April Membaik, Mei Penyaluran KPR Menurun Lagi
Kendati bunga kredit masih stabil menyusul kenaikan BI Rate 100 bps sebulan terakhir, penyaluran kredit pemilikan rumah/apartemen (KPR/KPA) pada Mei 2026 kembali menurun, setelah sempat meningkat pada April 2026.
Mengutip laporan Bank Indonesia (BI) yang dipublikasikan pekan lalu, pada Mei 2026 penyaluran KPR/KPA tumbuh 4,6 persen (yoy) dibanding 4,8 persen (yoy) pada April 2026, menjadi Rp847,9 triliun.
Selama 6 bulan sejak November 2025, penyaluran KPR terus menurun. Kalau pada November 2025 masih tumbuh 6,9 persen (yoy), Desember 2025 turun menjadi 6,8 persen, 5,5 persen Januari 2026, 5 persen Februari, dan 4,5 persen Maret 2026, untuk kemudian membaik jadi 4,8 persen pada April, sebelum turun lagi jadi 4,6 persen pada Mei 2026.
Penyaluran KPR/KPA merupakan salah satu indikator daya beli, bersama kredit multiguna dan kredit kendaraan bermotor (KKB).

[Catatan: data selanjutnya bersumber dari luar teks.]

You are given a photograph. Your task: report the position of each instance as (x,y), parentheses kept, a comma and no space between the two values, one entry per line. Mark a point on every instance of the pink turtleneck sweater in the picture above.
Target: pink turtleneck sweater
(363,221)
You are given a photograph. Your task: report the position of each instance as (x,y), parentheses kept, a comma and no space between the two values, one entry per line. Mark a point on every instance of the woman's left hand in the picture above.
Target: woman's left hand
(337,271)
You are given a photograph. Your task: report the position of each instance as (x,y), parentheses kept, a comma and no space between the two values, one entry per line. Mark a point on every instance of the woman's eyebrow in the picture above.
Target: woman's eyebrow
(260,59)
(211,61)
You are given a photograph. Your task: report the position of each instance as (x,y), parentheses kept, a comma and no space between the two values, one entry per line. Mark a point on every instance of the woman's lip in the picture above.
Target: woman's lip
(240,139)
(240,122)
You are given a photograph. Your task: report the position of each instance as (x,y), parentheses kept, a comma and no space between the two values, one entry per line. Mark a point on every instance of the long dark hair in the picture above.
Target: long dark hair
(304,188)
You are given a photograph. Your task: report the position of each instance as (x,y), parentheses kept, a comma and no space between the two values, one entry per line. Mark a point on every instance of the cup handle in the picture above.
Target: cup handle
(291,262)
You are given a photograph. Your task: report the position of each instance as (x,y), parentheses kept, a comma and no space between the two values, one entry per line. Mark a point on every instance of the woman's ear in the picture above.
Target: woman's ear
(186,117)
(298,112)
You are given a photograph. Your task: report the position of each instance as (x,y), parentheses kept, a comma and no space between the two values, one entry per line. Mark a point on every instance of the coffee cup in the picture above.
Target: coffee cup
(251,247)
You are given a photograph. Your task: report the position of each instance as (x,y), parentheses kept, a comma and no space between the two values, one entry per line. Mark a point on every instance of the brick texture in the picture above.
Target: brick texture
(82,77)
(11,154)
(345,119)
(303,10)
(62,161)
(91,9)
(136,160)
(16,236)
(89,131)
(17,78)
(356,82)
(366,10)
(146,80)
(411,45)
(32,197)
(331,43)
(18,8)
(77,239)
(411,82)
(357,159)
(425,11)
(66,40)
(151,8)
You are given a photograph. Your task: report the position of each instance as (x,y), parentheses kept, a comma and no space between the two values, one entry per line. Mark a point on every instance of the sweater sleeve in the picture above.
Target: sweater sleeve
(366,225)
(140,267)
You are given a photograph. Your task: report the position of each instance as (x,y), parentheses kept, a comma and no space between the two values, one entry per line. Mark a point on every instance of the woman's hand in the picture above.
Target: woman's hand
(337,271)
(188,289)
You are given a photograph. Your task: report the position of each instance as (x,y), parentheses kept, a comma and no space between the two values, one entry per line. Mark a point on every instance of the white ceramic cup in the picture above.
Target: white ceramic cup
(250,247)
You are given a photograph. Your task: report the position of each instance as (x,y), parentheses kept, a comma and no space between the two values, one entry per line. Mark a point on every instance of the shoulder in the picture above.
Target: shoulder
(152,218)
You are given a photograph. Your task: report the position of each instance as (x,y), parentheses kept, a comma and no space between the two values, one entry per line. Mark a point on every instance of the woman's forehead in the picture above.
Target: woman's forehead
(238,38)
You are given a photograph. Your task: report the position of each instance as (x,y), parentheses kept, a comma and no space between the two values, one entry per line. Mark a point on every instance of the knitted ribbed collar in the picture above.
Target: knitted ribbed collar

Kedit multiguna juga tumbuh menurun sebesar 8,2 persen (yoy) pada Mei 2026 dibanding 8,5 persen (yoy) pada April 2026.
Begitu pula KKB, masih terkontraksi (minus) 9,4 persen pada Mei 2026 dibanding April 2026 yang terkontraksi 9,0 persen.
Karena itu secara keseluruhan penyaluran kredit konsumsi (KPR/KPA, KKB dan kredit multiguna) menurun menjadi 5,8 persen (yoy) pada Mei 2026 dari 6 persen (yoy) pada April 2026.
Baca juga: Penyaluran KPR Mulai Meningkat, Kenaikan BI Rate Bisa Kembali Menahannya
Sementara penyaluran kredit konstruksi masih tumbuh tinggi sebesar 44,6 persen yoy (Mei 2026) senilai Rp570,5 triliun, kendati sedikit menurun dibanding 46 persen (yoy) pada April 2026.
Tingginya pertumbuhan kredit konstruksi selama beberapa bulan terakhir mengindikasikan, developer mempercepat penyelesaian proyek agar penjualannya bisa mendapatkan insentif PPN DTP sebelum tutup tahun.
Sementara kredit real estate terus meningkat, dari 13,9 persen yoy (April) menjadi 14,5 persen yoy (Mei) senilai Rp272,5 triliun. Mengindikasikan developer mempersiapkan pengembangan proyek atau produk baru.
Secara keseluruhan penyaluran kredit properti (KPR/KPA, kredit konstruksi, dan kredit real estate) pada Mei 2026 tumbuh 17,2 persen (yoy) senilai Rp1.690,8 trilun, lebih rendah dibanding April yang tumbuh 17,5 persen.
Baca juga: Maret Kredit Properti Kembali Tumbuh Tinggi, Tapi KPR Masih Terus Menurun
Suku bunga kredit sendiri pada Mei 2026 relatif stabil, dengan rata-rata tertimbang 8,7 persen. Yang meningkat suku bunga simpanan berjangka.
Terutama pada tenor 1, 3, 6, dan 12 bulan, masing-masing sebesar 4,28 persen, 4,73 persen, 4,65 persen, dan 4,50 persen, dibanding 4,20 persen, 4,71 persen, 4,58 persen, dam 4,44 persen pada April 2026.